Feature Comparison: SDK vs CLI Direct

Feature	CLI Direct	SDK	Notes
MCP config	`config.toml` / `codex mcp`	Via `config` option passthrough	CLI manages MCP directly
Custom flags	Any flag	`config: { key: value }` → `--config key=value`	Limited to config passthrough
Model selection	`/model` command	Not directly exposed	Must use config
Approval modes	`--full-auto`, etc.	Not directly exposed	Must use config or env
Structured output	Not in interactive mode	`outputSchema` (Zod → JSON Schema)	SDK advantage
Thread persistence	`codex resume`	`resumeThread(threadId)`	Equivalent
Streaming	JSONL stdout	`runStreamed()` async generator	SDK provides typed events
Multimodal input	Screenshots, sketches	`{ type: 'local_image', path }`	Equivalent
Performance	Baseline (CLI init)	Same + minimal SDK overhead	No significant difference

Native SDK Alternative: `@codex-native/sdk`

There's a Rust-based alternative via napi-rs that does NOT spawn child processes:

"The Native SDK provides Rust-powered bindings via napi-rs, giving you direct access to Codex functionality without spawning child processes." — @codex-native/sdk npm

Full API compatibility with the TypeScript SDK, but with native performance. However, only 33 weekly downloads — practically nobody uses it.

Known Issues

Windows spawn EPERM — CLI fails on Windows (#7810)
Zombie MCP processes — 1,300+ zombies, 37GB memory leak (#12491)
Subagents experimental — Gated behind features.multi_agent flag

3. Gemini CLI SDK (`@google/gemini-cli-sdk`)

Architecture

Monorepo with three packages:

@google/gemini-cli — Bundled single executable (CLI)
@google/gemini-cli-core — Core logic, API orchestration, tool execution
@google/gemini-cli-sdk — Programmatic API layer over core

Key difference from Claude/Codex: The Gemini SDK does NOT spawn CLI as subprocess. It uses @google/gemini-cli-core directly as a library. This is architecturally different — the SDK calls core functions in-process.

API Surface

// Agent-based API
const agent = new GeminiCliAgent(definition: LocalAgentDefinition);
// Includes: model config, tools, system instructions

// Session management
const session = new GeminiCliSession(context: AgentLoopContext);

// Activity monitoring
agent.onActivity((activity) => { ... });

Feature Comparison: SDK vs CLI Direct

Feature	CLI Direct	SDK	Notes
MCP support	`config.toml`	Via core ToolRegistry	Same underlying system
Custom tools	Via MCP servers	Via ToolRegistry + custom definitions	SDK has more direct access
Model routing	Auto fallback	Via ModelConfig	Same capability
Hooks	Shell scripts	Programmatic callbacks	SDK advantage
Sandboxing	Built-in	Via SandboxManager	Same capability
Output format	`--output-format json/stream-json`	Typed events via callbacks	SDK provides typed events
Extensions	Plugin architecture	Same plugin system	Equivalent
Agent Skills	Custom skills	Custom skills	Equivalent
Performance	Baseline	No subprocess — in-process	SDK is faster
Abort support	Ctrl+C	Limited — aborted requests continue (known issue)	CLI wins here
Checkpointing	Automatic snapshots	Via SDK session	Equivalent

Maturity

The SDK was introduced in v0.30.0. GitHub issue #15539 requesting a formal SDK is now CLOSED as completed. The core API surface is still evolving — @google/gemini-cli-core includes "robust compatibility measures" suggesting instability.

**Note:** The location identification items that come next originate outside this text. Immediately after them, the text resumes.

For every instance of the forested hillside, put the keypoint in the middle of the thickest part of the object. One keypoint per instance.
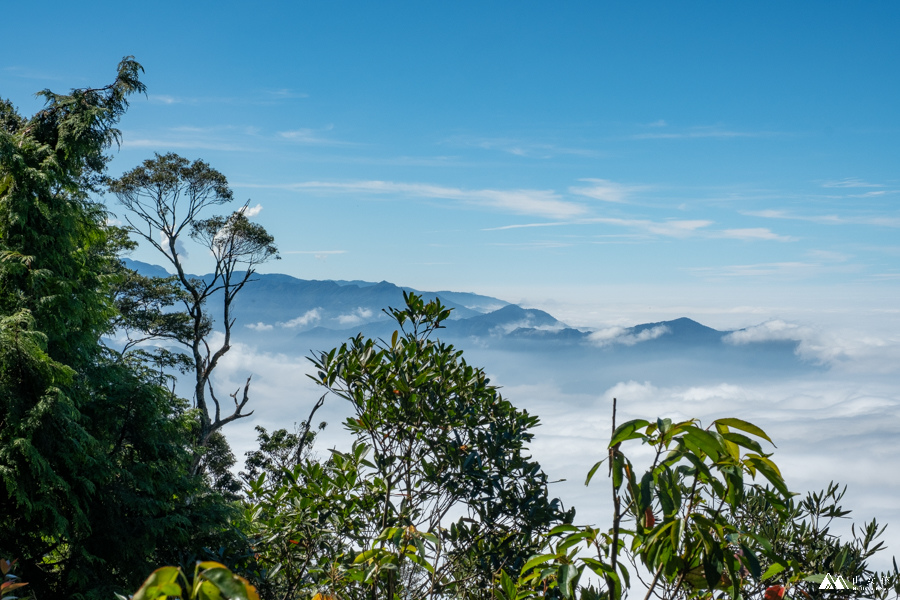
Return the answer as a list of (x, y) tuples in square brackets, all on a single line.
[(107, 475)]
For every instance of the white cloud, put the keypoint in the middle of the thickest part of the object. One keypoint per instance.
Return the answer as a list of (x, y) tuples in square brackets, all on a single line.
[(356, 317), (307, 318), (179, 245), (528, 225), (162, 144), (782, 269), (603, 189), (774, 330), (305, 135), (755, 233), (252, 211), (620, 335), (674, 228), (703, 132), (540, 203), (163, 99), (847, 351), (877, 220), (851, 182)]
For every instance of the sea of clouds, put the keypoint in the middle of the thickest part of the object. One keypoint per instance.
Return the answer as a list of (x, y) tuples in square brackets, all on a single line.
[(836, 421)]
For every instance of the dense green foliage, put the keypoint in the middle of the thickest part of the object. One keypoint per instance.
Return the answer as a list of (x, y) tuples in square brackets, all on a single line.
[(95, 485), (437, 489), (105, 472), (165, 196)]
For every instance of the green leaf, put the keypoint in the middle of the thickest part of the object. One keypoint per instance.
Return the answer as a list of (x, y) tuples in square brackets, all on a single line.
[(627, 431), (748, 558), (743, 440), (537, 560), (707, 442), (592, 471), (773, 570), (157, 579), (745, 427), (226, 582)]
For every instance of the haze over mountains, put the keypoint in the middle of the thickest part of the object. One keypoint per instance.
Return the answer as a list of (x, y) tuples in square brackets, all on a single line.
[(831, 419), (279, 311)]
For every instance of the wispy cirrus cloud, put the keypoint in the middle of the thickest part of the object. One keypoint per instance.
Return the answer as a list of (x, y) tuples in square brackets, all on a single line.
[(605, 190), (782, 269), (520, 147), (850, 182), (755, 233), (313, 137), (877, 220), (626, 337), (539, 203), (700, 132), (674, 228), (227, 138)]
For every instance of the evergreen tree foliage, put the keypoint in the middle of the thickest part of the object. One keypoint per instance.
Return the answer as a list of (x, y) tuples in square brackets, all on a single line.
[(95, 482)]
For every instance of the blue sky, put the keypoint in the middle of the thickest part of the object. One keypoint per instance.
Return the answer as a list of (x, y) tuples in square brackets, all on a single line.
[(612, 163), (692, 157)]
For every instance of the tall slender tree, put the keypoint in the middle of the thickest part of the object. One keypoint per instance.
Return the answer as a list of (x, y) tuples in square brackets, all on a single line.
[(165, 198), (94, 453)]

4. Cross-SDK Comparison Matrix

Dimension	Claude Agent SDK	Codex SDK	Gemini CLI SDK
Architecture	Spawns CLI subprocess	Spawns CLI subprocess	In-process (uses core directly)
Startup overhead	~12s per query()	Unknown (similar pattern)	Minimal (no subprocess)
CLI flag passthrough	`extraArgs` for ANY flag	`config` for config flags	N/A (not subprocess-based)
MCP support	Full (stdio, SSE, HTTP, in-process)	Full (stdio, HTTP)	Full (via ToolRegistry)
In-process tools	`createSdkMcpServer()`	Custom tool registration	ToolRegistry
Structured output	JSON Schema	JSON Schema (Zod)	Zod schemas
Agent teams	CLI-only	N/A	N/A
Subagents	Programmatic + filesystem	Experimental	Via LocalAgentExecutor
Streaming	AsyncGenerator	AsyncGenerator events	onActivity callback
Custom spawn	`spawnClaudeCodeProcess`	Not exposed	N/A (no subprocess)
Session resume	Full (resume, fork)	Full (resumeThread)	Via GeminiCliSession
Hooks	Programmatic callbacks	Not documented	Programmatic callbacks
License	Proprietary	Open source (Apache 2.0)	Open source (Apache 2.0)
npm weekly DL	High (official Anthropic)	High (official OpenAI)	Medium (newer)
Maturity	Production (v0.2.81)	Production	Early (v0.30.0+)

5. Key Questions Answered

Q1: Does Claude Agent SDK support ALL CLI flags?

YES. Via extraArgs: Record<string, string | null> you can pass ANY arbitrary flag. Plus most important flags have dedicated typed options (mcpServers, disallowedTools, allowedTools, permissionMode, etc.).

Q2: Does Codex SDK expose all CLI capabilities?

Partially. The config option can pass arbitrary config values, but not all CLI flags are exposed as typed options. The API surface is minimal compared to Claude's SDK.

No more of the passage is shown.